Transnarcís : Barcelona
| Catalan version |
| Spanish version |
It was a glaucous winter morning and I was walking down Rambla de Catalunya. As always at that hour, I felt a deep need to change my life. Sometimes I think that I only truly exist at such moments: when I want to be someone else, when I am seized by an irresistible urge to flee or to slip into another skin. And yet I also have the distant, blurred certainty that, in fact, I live in transit between many bodies, that there is an organic continuity between the elusive joy of the façades and my thoughts, between the rhythm of our footsteps and the silky writing of the balconies. While I was brooding over all this —Rambla de Catalunya is an ideal place to think about the migration of souls— I turned right into Consell de Cent. I had no reason to do so, but I had no reason not to either. Seldom are we offered the chance to make such a gratuitous decision, one without any particularly serious or meaningful consequences. For an instant, I felt that I was in the right place at the right moment, that I lacked nothing and had nothing to spare. This must be freedom, I thought: a total and transparent accord between yourself and the world, the edges of consciousness fitting perfectly with the turbulence of the universe; in short, the disappearance of inside and outside. Thus, absorbed in meditation, I found myself standing before that garden.

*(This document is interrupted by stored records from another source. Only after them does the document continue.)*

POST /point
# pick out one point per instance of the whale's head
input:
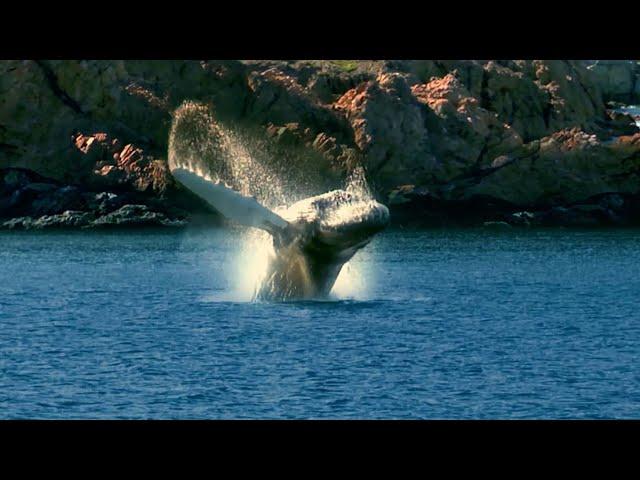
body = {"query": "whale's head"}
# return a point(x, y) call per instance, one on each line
point(324, 233)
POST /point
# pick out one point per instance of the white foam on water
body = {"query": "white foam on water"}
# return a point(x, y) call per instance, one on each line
point(204, 137)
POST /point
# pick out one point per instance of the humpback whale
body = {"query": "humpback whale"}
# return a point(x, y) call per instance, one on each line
point(312, 238)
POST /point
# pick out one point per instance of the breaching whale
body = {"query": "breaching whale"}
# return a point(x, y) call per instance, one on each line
point(312, 239)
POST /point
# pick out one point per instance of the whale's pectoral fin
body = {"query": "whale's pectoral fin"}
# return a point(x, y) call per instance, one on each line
point(233, 205)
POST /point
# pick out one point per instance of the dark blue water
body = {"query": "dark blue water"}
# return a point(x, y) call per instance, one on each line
point(449, 324)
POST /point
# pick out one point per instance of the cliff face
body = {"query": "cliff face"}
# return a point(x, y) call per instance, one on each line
point(438, 139)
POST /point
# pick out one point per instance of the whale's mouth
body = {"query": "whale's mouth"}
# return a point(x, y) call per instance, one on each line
point(312, 238)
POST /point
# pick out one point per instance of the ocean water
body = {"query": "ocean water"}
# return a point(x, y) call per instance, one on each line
point(423, 324)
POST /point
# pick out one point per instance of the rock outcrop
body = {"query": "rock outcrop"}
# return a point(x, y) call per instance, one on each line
point(525, 142)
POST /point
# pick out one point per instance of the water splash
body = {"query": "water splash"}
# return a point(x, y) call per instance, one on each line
point(221, 153)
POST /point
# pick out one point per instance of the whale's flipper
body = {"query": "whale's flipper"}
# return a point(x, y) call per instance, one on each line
point(233, 205)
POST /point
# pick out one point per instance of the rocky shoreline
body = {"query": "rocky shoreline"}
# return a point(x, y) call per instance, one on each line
point(83, 144)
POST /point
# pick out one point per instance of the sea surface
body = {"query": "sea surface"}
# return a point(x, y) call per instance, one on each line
point(453, 324)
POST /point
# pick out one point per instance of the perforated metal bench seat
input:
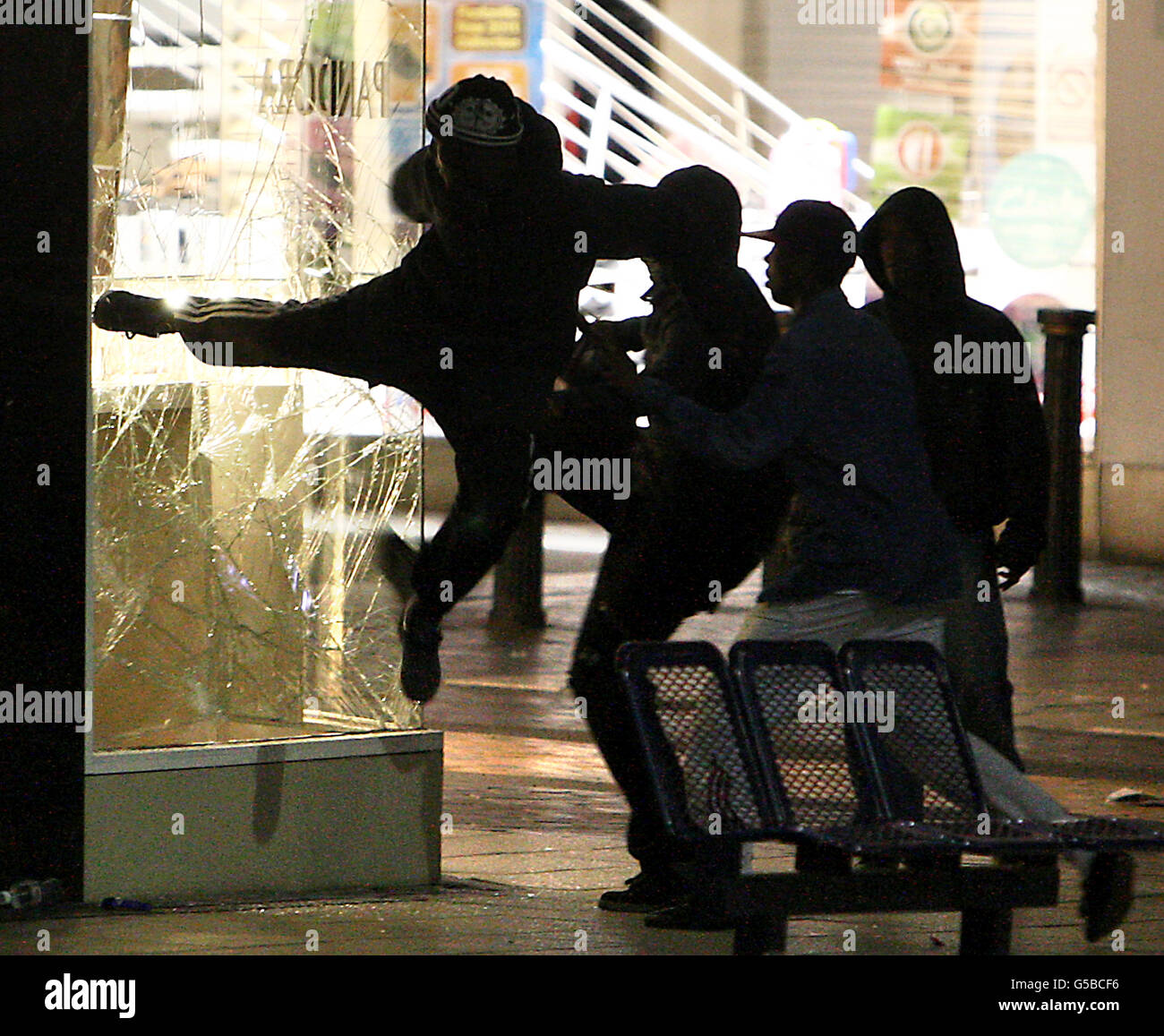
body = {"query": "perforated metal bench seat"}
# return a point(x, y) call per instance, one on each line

It was separated from the street by a simple wooden fence. I can’t remember its colour, but it looked fairly new, with the tops finished in the shape of a cross. People walked past it without paying any attention, as if it had always been there, even though I had never seen it before. In vain, I looked for a little gate or a latch to open the fence. The best way to enter a garden is furtively, without asking permission.
I was greeted by a chorus of twenty-three gladioli: lilac, pink, orange like a newly born sun. Couldn’t they hear it out there? Their perfume traced vapoury lines in the air, binding the flowers to one another, from stamen to stamen. Romanesque voices flooded the enclosure. The gladioli sang with clouds on their lips and made me levitate. Had I walked amid those melodies, the crown of threads would inevitably have unravelled. I forgot my prejudices and moved forward, floating among the flowers.
‘Hey, you!’, a carnation suddenly cried. It was a telepathic shout; I caught it perfectly. ‘Fingers are growing on your corneas, can’t you see? Watch how you look — you’re scratching’. And it was true. Without meaning to, I crumbled a stone with a blink. In that garden, contemplation could be a violent and delicate act.
Speaking became increasingly difficult for me: at the centre of my tongue a white, metallic ear began to sprout. Little by little, I learned to listen to the meridian taste of the daffodils.
The garden went on endlessly, for as long as I wished. And I liked wandering like that, aimlessly, among caresses and cobwebs and leaves that had become inconstant amulets of grace.